My local supermarket is averse to the ‘Supermarket Sweep’ approach of giving away trolley loads of goods, insisting instead, that customers scan and pay for their their goods before leaving the store. To facilitate this, they offer a ‘scan and go’ facility.
When introduced a few years ago, the option to scan my own shopping as I perused the aisles of the supermarket at leisure revolutionised my shopping experience. I would never win the ‘Supermarket Sweep’, race against the clock, with this laissez faire attitude but it made the whole supermarket experience so much more manageable. No more fumbling to repack the contents of my trolley, as a checkout operator, intent on scanning my shopping faster than the speed of light, challenges me to keep pace. Indeed, the challenge of doing this at any pace, when fine movement skills are eroded by Parkinson’s, should not be underestimated. No more embarrassment as the queue of people behind me get impatient and fail to recognise the struggle that such an every day task can present.
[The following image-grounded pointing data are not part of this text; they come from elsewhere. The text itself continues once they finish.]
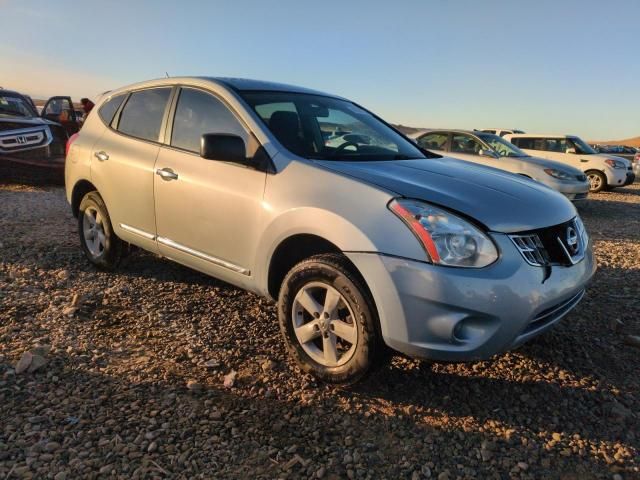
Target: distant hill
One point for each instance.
(629, 142)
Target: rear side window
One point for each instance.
(461, 143)
(142, 114)
(528, 143)
(199, 112)
(109, 108)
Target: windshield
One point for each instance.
(581, 146)
(325, 128)
(501, 146)
(15, 106)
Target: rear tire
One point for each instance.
(99, 242)
(597, 181)
(328, 320)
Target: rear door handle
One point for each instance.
(167, 174)
(101, 155)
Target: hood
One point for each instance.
(501, 201)
(544, 163)
(22, 122)
(606, 156)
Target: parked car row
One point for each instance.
(364, 238)
(603, 171)
(619, 150)
(34, 142)
(494, 151)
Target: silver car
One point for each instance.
(362, 246)
(494, 151)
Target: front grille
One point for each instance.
(531, 249)
(5, 126)
(563, 244)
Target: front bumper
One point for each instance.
(616, 177)
(456, 314)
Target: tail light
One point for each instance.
(72, 139)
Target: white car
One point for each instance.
(603, 170)
(494, 151)
(501, 132)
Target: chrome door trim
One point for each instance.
(196, 253)
(137, 231)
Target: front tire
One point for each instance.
(328, 320)
(597, 181)
(98, 240)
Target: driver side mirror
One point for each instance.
(223, 147)
(487, 153)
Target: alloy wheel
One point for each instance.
(324, 324)
(93, 231)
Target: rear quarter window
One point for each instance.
(142, 115)
(109, 108)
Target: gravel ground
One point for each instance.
(134, 383)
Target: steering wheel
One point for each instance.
(343, 146)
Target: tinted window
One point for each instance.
(108, 108)
(465, 144)
(433, 141)
(528, 143)
(199, 112)
(142, 114)
(59, 110)
(314, 126)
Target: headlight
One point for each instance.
(615, 163)
(446, 238)
(559, 174)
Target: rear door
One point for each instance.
(123, 161)
(207, 211)
(61, 110)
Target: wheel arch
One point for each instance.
(80, 189)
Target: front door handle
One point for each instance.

However, as is the nature of Parkinson’s, the progression of symptoms continually throws up new challenges. Initially, a far easier option than using the conventional checkouts, the ‘scan and go’ approach is beginning to present its challenges too. The hand held ‘scan and go’ scanner was not designed for use by a shaky hand. I can readily scan the entire contents of the shelf except for the one item I want. A trigger happy finger can easily result in a dozen boxes of one item being added to my bill but failing to hit the barcode target for another item altogether. The time taken to try to accurately scan my shopping is increasing significantly but is still preferable to the trauma of the checkout challenge.
The chances that my ‘scan and go’ list matches the contents of my trolley at the end of my shop are becoming increasingly unlikely. I may not be able to compete in the Supermarket Sweep race against the clock but I could be a contender for the trolley with the highest value if my scanning hand does its thing too frequently.
I always figured the random checks in place for the ‘scan and go’ system, were targeted at those who omitted to scan items, rather than for those who scan the same item multiple times. I can’t help but wonder, however, what percentage of accuracy is deemed satisfactory and if I have triggered some kind of high error rate alert. I’m not convinced that ‘random checks’ are truly random when I’ve incurred one on each of my last seven visits!
I rather suspect I would have been disqualified from Dale Winton’s ‘Supermarket Sweep’ but (shaky) fingers crossed I won’t be disbarred from my local supermarket!